You are viewing a plain text version of this content. The canonical link for it is here.
Posted to general@lucene.apache.org by Lorenzo Luengo <lo...@gmail.com> on 2011/10/04 19:22:49 UTC

Question about file format

Hi all,

I'm trying to make my own reader for lucene files, in pure python (i 
haven't found a suitable library for windows x64). And while reading 
docs, a question arises.

In http://lucene.apache.org/java/3_4_0/fileformats.html#String it says 
that the string is composed of an VInt and a sequence of modified UTF-8 
encoded chars. My question is: That VInt is the length of the string 
before encoding or is the number of encoded bytes?

Regards.

-- 
Lorenzo Luengo C.
Ingeniero Civil Electrónico
Cel: 98270385


Re: Question about file format

Posted by Lorenzo Luengo <lo...@gmail.com>.
Thanks Uwe!

On 04-10-2011 14:28, Uwe Schindler wrote:
> Bytes since recent Lucene versions (on or after 2.4).
>
> -----
> Uwe Schindler
> H.-H.-Meier-Allee 63, D-28213 Bremen
> http://www.thetaphi.de
> eMail: uwe@thetaphi.de
>
>> -----Original Message-----
>> From: Lorenzo Luengo [mailto:loluengo@gmail.com]
>> Sent: Tuesday, October 04, 2011 7:23 PM
>> To: general@lucene.apache.org
>> Subject: Question about file format
>>
>> Hi all,
>>
>> I'm trying to make my own reader for lucene files, in pure python (i
> haven't
>> found a suitable library for windows x64). And while reading docs, a
> question
>> arises.
>>
>> In http://lucene.apache.org/java/3_4_0/fileformats.html#String it says
> that the
>> string is composed of an VInt and a sequence of modified UTF-8 encoded
> chars.
>> My question is: That VInt is the length of the string before encoding or
> is the
>> number of encoded bytes?
>>
>> Regards.
>>
>> --
>> Lorenzo Luengo C.
>> Ingeniero Civil Electrónico
>> Cel: 98270385


-- 
Lorenzo Luengo C.
Ingeniero Civil Electrónico
Cel: 98270385


RE: Question about file format

Posted by Uwe Schindler <uw...@thetaphi.de>.
Bytes since recent Lucene versions (on or after 2.4).

-----
Uwe Schindler
H.-H.-Meier-Allee 63, D-28213 Bremen
http://www.thetaphi.de
eMail: uwe@thetaphi.de

> -----Original Message-----
> From: Lorenzo Luengo [mailto:loluengo@gmail.com]
> Sent: Tuesday, October 04, 2011 7:23 PM
> To: general@lucene.apache.org
> Subject: Question about file format
> 
> Hi all,
> 
> I'm trying to make my own reader for lucene files, in pure python (i
haven't
> found a suitable library for windows x64).

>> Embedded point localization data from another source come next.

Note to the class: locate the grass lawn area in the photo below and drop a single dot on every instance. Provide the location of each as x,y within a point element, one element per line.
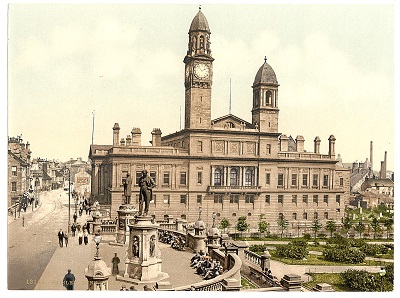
<point>333,279</point>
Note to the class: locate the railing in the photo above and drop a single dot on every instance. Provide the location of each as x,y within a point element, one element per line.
<point>252,257</point>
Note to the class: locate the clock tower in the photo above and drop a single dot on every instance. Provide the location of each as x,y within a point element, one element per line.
<point>198,75</point>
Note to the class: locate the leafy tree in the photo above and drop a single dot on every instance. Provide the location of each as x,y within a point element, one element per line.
<point>224,224</point>
<point>360,227</point>
<point>315,227</point>
<point>242,225</point>
<point>282,224</point>
<point>375,226</point>
<point>263,225</point>
<point>330,226</point>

And while reading docs, a
question
> arises.
> 
> In http://lucene.apache.org/java/3_4_0/fileformats.html#String it says
that the
> string is composed of an VInt and a sequence of modified UTF-8 encoded
chars.
> My question is: That VInt is the length of the string before encoding or
is the
> number of encoded bytes?
> 
> Regards.
> 
> --
> Lorenzo Luengo C.
> Ingeniero Civil Electrónico
> Cel: 98270385